Ruth Walker explains brain tissue study

Ruth WalkerWe are very excited to announce that Neuroacanthocytosis Advocacy-USA's successful fundraising drive will directly support a proposed project looking at brain tissue of people who were affected by NA syndromes. NA USA raised $100,000 to support research for one year, under the supervision of Dr. Ruth Walker, which is underway in the lab of Dr. John Crary, in the Pathology Department at Mount Sinai School of Medicine. Many thanks for all who have made donations!


Drs. Walker and Crary have been collaborating for several years now in developing and expanding the Neuropathology Division Brain Bank at Mount Sinai. We are able to perform detailed, systematic examinations of people who suffered from brain disorders, such as NA syndromes, but also including much more common diseases such as Parkinson’s disease and related disorders. In addition to our own studies, we often share these valuable brain tissues with other researchers.

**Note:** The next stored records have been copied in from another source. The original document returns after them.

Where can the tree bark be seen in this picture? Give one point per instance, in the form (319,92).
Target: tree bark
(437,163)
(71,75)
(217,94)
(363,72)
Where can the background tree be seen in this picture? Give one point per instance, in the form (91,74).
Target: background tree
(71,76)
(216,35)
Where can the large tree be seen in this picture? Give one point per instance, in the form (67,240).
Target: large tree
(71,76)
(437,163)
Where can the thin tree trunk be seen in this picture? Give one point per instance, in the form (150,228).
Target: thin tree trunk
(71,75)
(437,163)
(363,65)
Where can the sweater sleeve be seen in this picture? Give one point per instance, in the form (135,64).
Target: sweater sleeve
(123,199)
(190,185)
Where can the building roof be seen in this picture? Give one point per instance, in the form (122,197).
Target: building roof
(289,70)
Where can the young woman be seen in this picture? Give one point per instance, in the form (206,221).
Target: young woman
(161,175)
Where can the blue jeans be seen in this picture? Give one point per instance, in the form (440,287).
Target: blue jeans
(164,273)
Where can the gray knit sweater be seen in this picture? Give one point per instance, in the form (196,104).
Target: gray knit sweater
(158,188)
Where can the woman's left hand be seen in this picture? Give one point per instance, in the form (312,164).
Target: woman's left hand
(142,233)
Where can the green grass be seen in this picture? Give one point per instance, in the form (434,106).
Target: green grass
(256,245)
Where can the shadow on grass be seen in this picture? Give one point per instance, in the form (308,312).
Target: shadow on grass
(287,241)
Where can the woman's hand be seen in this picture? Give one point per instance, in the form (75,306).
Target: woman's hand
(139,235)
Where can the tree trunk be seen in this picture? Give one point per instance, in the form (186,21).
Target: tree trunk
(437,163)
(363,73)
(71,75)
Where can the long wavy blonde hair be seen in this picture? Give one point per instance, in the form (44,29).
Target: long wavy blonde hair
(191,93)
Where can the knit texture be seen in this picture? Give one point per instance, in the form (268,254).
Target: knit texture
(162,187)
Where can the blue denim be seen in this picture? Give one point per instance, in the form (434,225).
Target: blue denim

Chorea-acanthocytosis (ChAc) and McLeod syndrome, are genetically distinct, but look very similar when brain tissues are examined down the microscope after death. The brains of people who suffered from a number of other neurodegenerative disorders, such as Parkinson’s, Alzheimer’s, and Huntington’s diseases have been found to contain clumps of protein, both inside and outside neurons. Analysis of the protein clumps has been informative in driving research into these disorders. NA syndromes are unusual in that such protein clumps have not been identified. In fact, the main observations in people with NA has been that there is loss of brain cells in specific regions, and a lot of scar tissue, known as “fibrosis”. We propose to use the latest neuropathological techniques, informed by recent research in the field such as that in yeast and other organisms, to look for other clues as to what is killing brain cells in these diseases. As part of this project Dr. Gabriel Miltenberger will be looking at constituents of lipids (fats) in the brain, as abnormalities of these may underlie the abnormal red cell shapes, and may also provide insights into brain cell damage. We are especially excited about the recent work from Drs. Jae-Sook Park and Aaron Neiman at Stony Brook, who have found that the two proteins affected in McLeod syndrome and ChAc appear to be in the same locations in yeast cells.


We will be collaborating with all of our colleagues in the field, and will be brainstorming at the upcoming 10th International Neuroacanthocytosis Meeting in March, to maximize the insights and advances that we can obtain from our research.


This project would not be possible without the generous gifts of people affected by NA syndromes, who have donated their brains and other body tissues to us to further our understanding of these awful diseases.  Our gratitude also extends, of course, to their families, who work with us ahead of time to deal with the necessary paperwork and other logistics, and who make the critical phone call to us when the time comes, so that we can move quickly to get the most information from this valuable donation.